KDE Developer Demos Seamless Crash Recovery in QtWayland

KDE developer David Edmundson has demoed a new feature being incorporated in Plasma, one that will allow seamless recovery from crashes....
KDE Developer Demos Seamless Crash Recovery in QtWayland
Written by Matt Milano
  • KDE developer David Edmundson has demoed a new feature being incorporated in Plasma, one that will allow seamless recovery from crashes.

    The Linux world is in the midst of a transition from the old X11 display server to the newer Wayland protocol. At the same time, KDE is transitioning the Plasma desktop environment (DE) and apps to version 6 of the underlying Qt toolkit.

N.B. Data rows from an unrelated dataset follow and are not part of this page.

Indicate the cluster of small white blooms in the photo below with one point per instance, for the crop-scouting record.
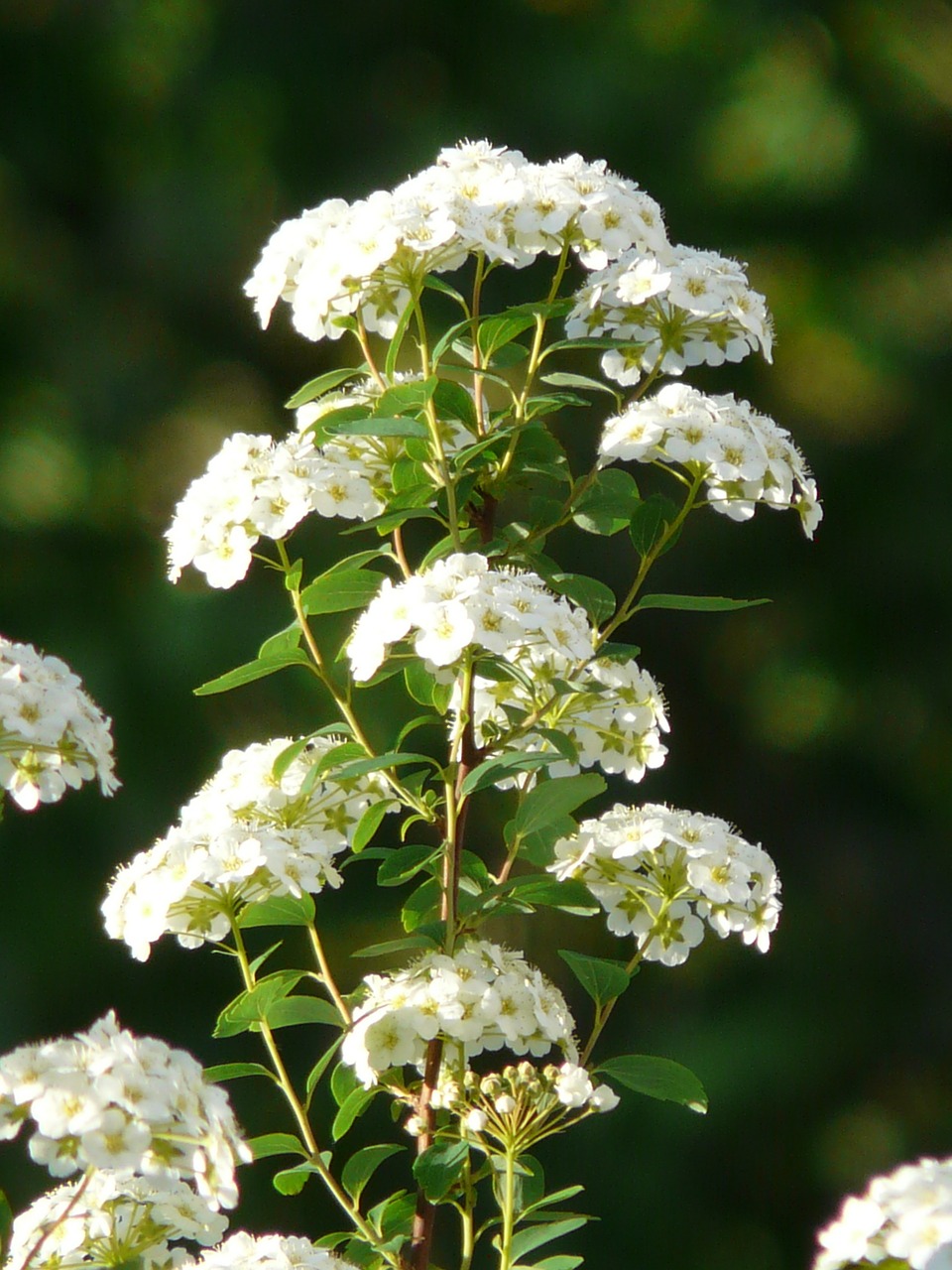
(480, 998)
(340, 259)
(114, 1219)
(244, 1251)
(905, 1214)
(245, 835)
(254, 486)
(675, 307)
(661, 874)
(458, 603)
(111, 1100)
(353, 474)
(53, 735)
(615, 714)
(744, 457)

    Together, these changes are providing a unique opportunity for KDE developers to build in seamless crash recovery when the display server crashes, as Edmundson explains in his blog:

    Right now if you restart pulseaudio your sound might cut out, restart NetworkManager and you lose your wifi, restart an X11 window manager and your decorations disappear.

    But within a second it’s all back to normal exactly where you left off with everything recovering fine.

    This isn’t true for display servers. If X11 restarts you’re back at the login prompt. All drafts lost, games unsaved, work wasted.

    Edmundson details how QtWayland 6.6 provides a way to overcome this issue:

    The solution for this? Instead of exiting when the compositor closes, simply…don’t!

    If we could connect to a new compositor we just need to send the right amount of information to bring it in sync and notify the application code of any changes to bring this in sync.

    For Qt applications all this information is handled in the backend, in the Wayland Qt Platform Abstraction (QPA).

    Qt already has to handle screens and input devices being removed, clipboards being revoked and drag and drops cancelled. Supporting a whole reset isn’t introducing any new work, we just have to trigger all of these actions at once, then reconnect to the newly restored compositor and restore our contents.

    Applications already have to support all of these events too as well as handle callbacks to redraw buffers. There’s no changes needed at an application code level, it’s all done as transparently as possible.

    Edmundson says there are other potential benefits down the road, including the ability to seamlessly perform updates in place that would normally require logging out and back in.

    The KDE developers are also upstreaming these changes so other toolkits can use them, with “pending patches for GTK, SDL and even XWayland, with key parts of SDL merged but disabled already.”

    The feature is a significant improvement for the Linux desktop and will hopefully be widely adopted across desktops and distributions.